Me educaron para ser fuerte, para soportar el frío, el calor, el dolor y no quejarme. En mi clase siempre fui el líder por mostrarme superior en inteligencia y fortaleza. Incluso en los concursos de porrazos, yo era siempre el ganador por resistir con gallardía los azotes de los látigos frente del templo de Artemisa. Mi coraje era inspirado por el deseo de ser el hijo perfecto para mi padre, de que él se sintiera orgulloso de mí y me llevara consigo, pues, el que un día fue su sueño, se convirtió en el mío. Pero nunca lo hizo. Él me odiaba y ni siquiera me dirigía la palabra cuando visitaba a su hermana.
Mi deseo de navegar junto a él era tan grande que cuando tenía quince años escapé de la academia y me embarqué en El Vengador sin que se diera cuenta. Cuando me descubrió se enojó muchísimo. Cleto me defendió, pero no pudo evitar que mi padre me atara las manos a la batayola de estribor y me pegara con su látigo hasta cansarse. No emití ningún sonido. En ese momento me di cuenta que el odio que mi padre sentía por mí era irreparable y yo no comprendía la razón.
—¿Por qué me odias tanto? —me atreví a preguntar mientras la sangre corría por mi espalda y el yodo del mar hacía que ardieran mis heridas.

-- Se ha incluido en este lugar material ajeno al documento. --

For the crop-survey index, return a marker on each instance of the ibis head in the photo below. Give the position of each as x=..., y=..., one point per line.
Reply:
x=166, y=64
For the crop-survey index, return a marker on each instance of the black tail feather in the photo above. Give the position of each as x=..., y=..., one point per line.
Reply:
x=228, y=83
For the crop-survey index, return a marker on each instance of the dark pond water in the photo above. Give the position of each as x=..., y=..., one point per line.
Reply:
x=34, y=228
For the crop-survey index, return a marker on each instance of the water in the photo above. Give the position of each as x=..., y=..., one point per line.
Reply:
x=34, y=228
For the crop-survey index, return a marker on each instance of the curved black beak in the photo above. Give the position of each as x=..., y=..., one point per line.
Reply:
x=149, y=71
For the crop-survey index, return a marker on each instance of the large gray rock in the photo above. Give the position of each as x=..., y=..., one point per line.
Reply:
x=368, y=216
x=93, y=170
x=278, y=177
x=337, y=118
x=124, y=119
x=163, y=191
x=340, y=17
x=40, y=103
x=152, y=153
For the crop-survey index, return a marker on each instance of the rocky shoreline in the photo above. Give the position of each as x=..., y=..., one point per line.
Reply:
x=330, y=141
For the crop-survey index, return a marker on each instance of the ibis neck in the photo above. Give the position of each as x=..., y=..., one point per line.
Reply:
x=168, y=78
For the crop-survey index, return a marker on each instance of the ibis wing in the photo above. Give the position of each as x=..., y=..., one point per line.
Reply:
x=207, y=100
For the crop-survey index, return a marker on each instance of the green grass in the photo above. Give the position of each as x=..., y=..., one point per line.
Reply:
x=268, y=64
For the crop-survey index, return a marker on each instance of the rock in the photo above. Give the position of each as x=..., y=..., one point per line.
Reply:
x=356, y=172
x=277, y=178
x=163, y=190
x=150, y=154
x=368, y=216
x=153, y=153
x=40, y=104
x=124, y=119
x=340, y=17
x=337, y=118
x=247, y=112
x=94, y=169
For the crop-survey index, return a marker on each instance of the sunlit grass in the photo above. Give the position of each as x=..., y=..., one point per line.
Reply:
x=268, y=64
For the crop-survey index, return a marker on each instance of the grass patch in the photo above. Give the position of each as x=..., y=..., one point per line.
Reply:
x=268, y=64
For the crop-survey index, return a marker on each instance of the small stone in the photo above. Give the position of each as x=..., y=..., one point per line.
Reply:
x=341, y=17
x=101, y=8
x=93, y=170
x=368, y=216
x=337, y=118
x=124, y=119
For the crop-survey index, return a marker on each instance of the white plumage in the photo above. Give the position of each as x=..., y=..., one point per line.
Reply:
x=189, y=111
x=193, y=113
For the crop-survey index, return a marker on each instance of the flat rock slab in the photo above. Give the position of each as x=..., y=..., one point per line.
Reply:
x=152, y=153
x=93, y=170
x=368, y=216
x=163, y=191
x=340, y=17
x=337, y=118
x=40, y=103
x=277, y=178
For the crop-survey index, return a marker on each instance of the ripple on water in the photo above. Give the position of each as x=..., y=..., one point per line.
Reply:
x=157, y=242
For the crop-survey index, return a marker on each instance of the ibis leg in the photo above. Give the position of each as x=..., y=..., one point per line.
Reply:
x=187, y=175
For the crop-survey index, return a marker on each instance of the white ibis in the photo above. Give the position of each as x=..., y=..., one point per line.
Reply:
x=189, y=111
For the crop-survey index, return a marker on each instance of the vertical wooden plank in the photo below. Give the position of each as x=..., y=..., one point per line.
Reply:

Entonces vi en sus ojos la llama del rencor y el dolor. Me tomó del cuello y me gritó:
—¿Quieres saber por qué te detesto? ¡Asesino! Al nacer, tú arruinaste mi vida, me robaste a la persona que más he amado. Daría todo lo que tengo a los dioses a cambio de que tú fueses el muerto y no tu madre. ¿Qué pretendes abordando mi barco? ¿Ser marino? Pues te equivocaste, volverás a Esparta y haré que te castiguen doblemente por fugarte de la academia.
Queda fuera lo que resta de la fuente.